My name is Fred and I am a gay conservative living in Ottawa. This blog supports limited government, the right of the State of Israel to live in peace and security, and tries to expose the threat to us all from cultural relativism, post-modernism, and radical Islam. I am also the founder of the Free Thinking Film Society in Ottawa (

Sunday, July 25, 2010

We must not abandon the Afghan people....

They need out help. While most of our combat troops should leave in mid-2011, some can stay and do some vital training....
There is anger and disappointment, mixed with a sense of disbelief, among western supporters in Afghanistan’s second largest city over Canada’s decision to bring its troops home next summer.

"People are very upset about this. Why leave us?" said Jalani Hamayoun, the former deputy governor of Kandahar and a candidate in parliamentary elections in September.

"It is important for western countries not to repeat the problems of the past. You left us in 1990 and we ended up giving our problems to the world. If you leave Afghanistan, and especially Kandahar, again, there will be more problems for us and for the world."

What is particularly galling some in Kandahar is that Canadian political leaders had repeatedly said Canada had come to help, before unilaterally deciding to leave without consultation of any kind or at any level.

"Nobody from Canada asked anyone in Kandahar City or in the remote areas about what Canada should do next year," Hamayoun said. "The only ones who decided this were Canadians. Yet the ones most affected by this decision are Afghans."

Ali Raee, from the Shia minority and the owner of a small business selling soft drinks at Kandahar Airfield, was more blunt.

"If Canada had asked the question, our government and most of our people would have said, ‘Yes, you should stay,’ " Raee said. "That is why Canada didn’t ask us. That was not the answer they wanted to hear."

Ahmad Akbar, 26, who worked at one time for the Canadian and U.S. armies as an interpreter, said, "Of course the Canadians should have asked us. They came with this promise to rebuild Afghanistan and to bring security. None of those jobs is finished yet."

Perhaps nobody in the south has worked as closely with the Canadians as Brig.-Gen. Abdul Basir Salehzai, who commands the Kandahar-based 1st Brigade, 205 Corps of the Afghan National Army.

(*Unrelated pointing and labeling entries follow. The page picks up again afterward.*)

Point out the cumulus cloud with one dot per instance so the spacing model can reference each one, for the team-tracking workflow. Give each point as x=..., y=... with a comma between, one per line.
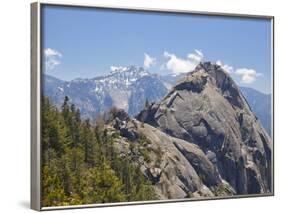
x=118, y=68
x=248, y=76
x=226, y=67
x=52, y=58
x=148, y=61
x=180, y=65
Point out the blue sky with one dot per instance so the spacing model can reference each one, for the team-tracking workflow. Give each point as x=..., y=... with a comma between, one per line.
x=84, y=42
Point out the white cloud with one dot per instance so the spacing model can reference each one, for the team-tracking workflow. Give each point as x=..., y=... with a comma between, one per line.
x=52, y=58
x=199, y=52
x=148, y=61
x=248, y=76
x=118, y=68
x=179, y=65
x=226, y=67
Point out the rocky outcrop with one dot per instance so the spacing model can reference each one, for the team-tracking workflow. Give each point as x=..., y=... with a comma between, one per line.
x=176, y=168
x=208, y=114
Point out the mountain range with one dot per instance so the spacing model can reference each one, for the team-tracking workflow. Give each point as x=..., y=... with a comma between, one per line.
x=129, y=88
x=204, y=139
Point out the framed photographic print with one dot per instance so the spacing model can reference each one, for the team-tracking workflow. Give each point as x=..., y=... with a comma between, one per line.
x=137, y=105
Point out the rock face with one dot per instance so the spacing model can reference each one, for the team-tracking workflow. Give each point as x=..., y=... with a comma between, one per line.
x=260, y=104
x=208, y=114
x=176, y=168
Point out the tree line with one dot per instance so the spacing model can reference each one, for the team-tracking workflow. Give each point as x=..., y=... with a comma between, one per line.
x=80, y=164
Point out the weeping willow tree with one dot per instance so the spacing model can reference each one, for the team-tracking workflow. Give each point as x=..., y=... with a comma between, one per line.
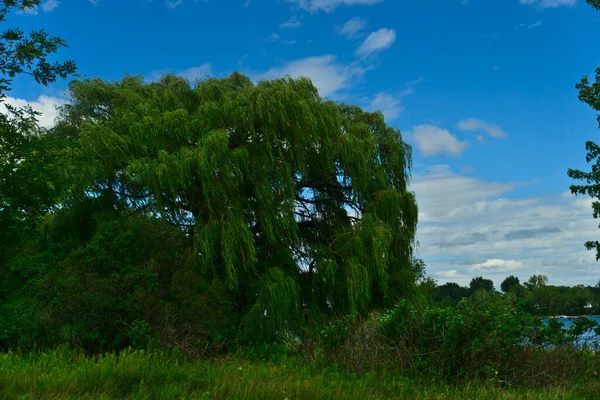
x=298, y=204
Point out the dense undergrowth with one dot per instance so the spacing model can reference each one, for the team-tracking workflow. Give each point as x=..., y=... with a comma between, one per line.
x=68, y=374
x=484, y=348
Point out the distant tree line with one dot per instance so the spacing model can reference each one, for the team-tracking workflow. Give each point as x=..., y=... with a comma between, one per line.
x=535, y=295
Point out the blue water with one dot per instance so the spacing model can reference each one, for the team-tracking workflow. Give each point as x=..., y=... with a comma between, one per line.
x=589, y=337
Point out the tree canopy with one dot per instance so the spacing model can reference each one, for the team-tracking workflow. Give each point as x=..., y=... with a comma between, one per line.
x=479, y=283
x=508, y=283
x=299, y=205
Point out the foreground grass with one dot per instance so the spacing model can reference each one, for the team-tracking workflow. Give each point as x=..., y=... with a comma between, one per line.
x=67, y=374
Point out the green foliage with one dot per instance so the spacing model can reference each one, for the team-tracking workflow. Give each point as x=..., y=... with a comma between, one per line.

The general, a genial bear of a man who was educated in Russia, was visibly pained when asked several months ago what he thought of Canada’s impending departure.

"We have had bad days together, but there are so many good days that we have had together," mused Basir, who has worked alongside several Canadian colonels for long periods of time since 2006.

"The Soviets came here to try to reach the warm waters of the Indian Ocean. I am sure that Canadians have no political agenda or hidden motives. They are here because they want to bring peace and in reaction to the presence of al-Qaida and other terrorists."

Asked directly if Canada’s troops should stay, Basir replied: "It all depends on the Canadian people. But as an Afghan army officer, I would say that it would not be easy for us if the Canadians leave. With everything going so smoothly with the Canadians, why would I want to interrupt this?

"I think that (it) is too early for them to leave. Afghanistan needs at least 10 more years of international forces."

While some Afghans fret over the departure of Dutch troops next month, of the Canadians next year, and of U.S. President Barack Obama’s stated desire to start withdrawing his nation’s forces in 2011 and what all this may portend for NATO’s mission here, the Taliban have gloated over these developments and reminded wavering Afghans that they are far more likely to stay the course than the West is. Implicit in their propaganda is that when NATO is gone, there will be a violent reckoning for those who have sided with the enemy.

Like many Afghans who support NATO’s presence, Ali Raee made no secret of his preference for having Canadian rather than U.S. troops in Kandahar.

"The Canadian-Afghan relationship works better than the American-Afghan relationship," Raee said, explaining that "in my experience, Canadians are more educated than Americans. They don’t swear as much. They are more calm."

The would-be parliamentarian, Jalani Hamayoun, said it was "good news that more American soldiers are coming," but the Canadians were hard to replace because they had come to "know Kandahar well. They know our culture."
Canadians are very well-respected in Afghanistan. We cannot abandon these people and let the Taliban take over. They need to have the confidence that the West will be there for them.